How to do A/B testing
Experimenting requires careful preparation. The first step is to draw up a detailed plan, which will determine the sample size, flow of the test and control groups, the target audience of the experiment, and metrics and analytics events that we will use.
The next step will be the preparation of the design, texts, and all the testing elements that we need. We start the experiment and look forward to the results.
Before stopping the A/B test, the results must be checked for statistical significance. If the test is successful, then the solution can be implemented into the product. But you need to understand that a positive result shows 1 out of 10 hypotheses, so the more tests you carry out, the more growth you can achieve.
Test in Mustread, where we asked users to take a survey. The percentage of users who completed the survey is higher for option B. Both options do not negatively affect Retention.
Where is the best place to test mobile apps?
We tried different services and settled on Firebase. This is an analytics service for mobile applications from Google. Firebase has unlimited reporting events.
Regardless of the number of events, conversions, transactions, or users, you will be able to see the complete data. In the application, you can track conversions, profitability, and user behavior metrics. In addition to the standard parameters, you can customize more than 25 additional ones here. Most often, we use those related to the installation source (ad network, type of ad campaign, id of the ad campaign). We also analyze the installation date, whether the user has made at least one payment, and whether it is new or old (first installed the application or updated).
What mistakes can there be
No one is immune from mistakes, but it is better to know about them in advance and try to avoid them. Here are a few mistakes beginners can make.
1. Participants in the A/B test are chosen incorrectly.
Let’s say you are testing the tutorial on new users. You show both options to 50 thousand users, and you see that 40 thousand users have passed it in A and B options. The conversion in this case is 80%. And there seems to be no difference.
But if you look deeper, it turns out that in option A, the tutorial was shown to 46 thousand users and, in option B, to 43 thousand. In this case, the conversion looks different: A – 86.7%, B – 93.0%.
2. Results are not tested for statistical significance.

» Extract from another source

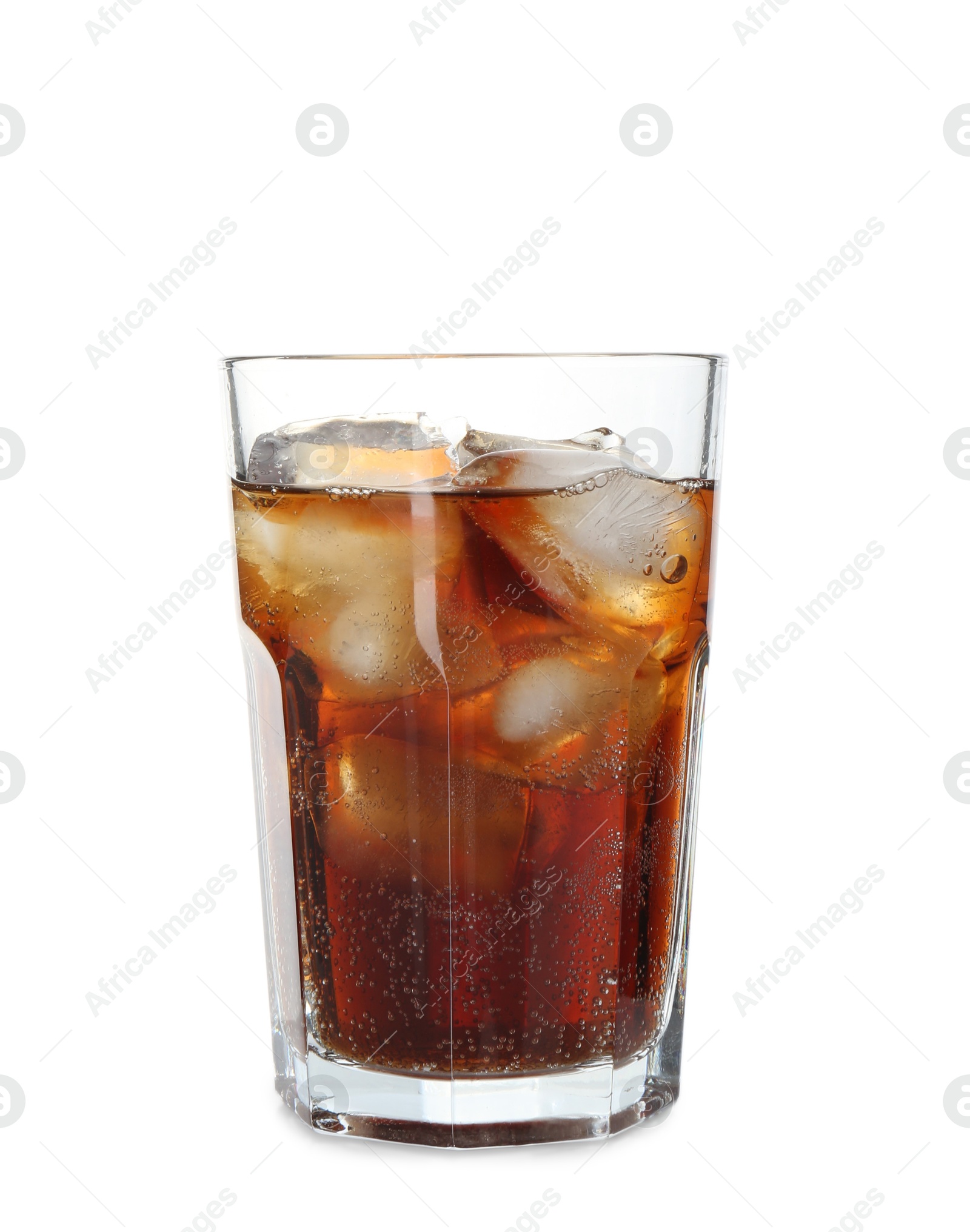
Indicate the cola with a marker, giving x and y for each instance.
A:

The difference between indicators A and B of user groups may be so small that it is impossible to draw adequate conclusions based on it. In order not to be mistaken, the test results must be checked for statistical significance. Some services for conducting A/B tests have built-in calculators for this. We also sometimes ask our analysts to check some test results for statistical significance.
For example, we are testing 2 different onboarding, where the key metric for us is the percentage of users who have completed it. Let’s say there are 1,000 users in the experiment: Each group has 500 users. In group A, the percentage of onboarding is 90% and, in group B, 86%. It may seem that option A is better, but until the result is statistically significant, it is too early to draw conclusions; you need to continue the experiment.
3. You don’t foresee how the results will be used.
Before starting the test, you need to think about how the results will be used. Otherwise, the test may turn out to be successful, but the implementation of the results into the product requires too many resources and does not make sense.
4. Erroneous metrics are analyzed.
You decide to test your hypothesis: As the number of ad impressions in the application increases, the profit increases. Revenue is chosen as the control metric. We begin to show more ads and see the growth of that very cherished metric. However, you have not taken into account that in the long term, such a policy can lead to a decrease in income due to the dump of users. To avoid this, you need to monitor the relative metrics of Retention, ARPU, and LTV.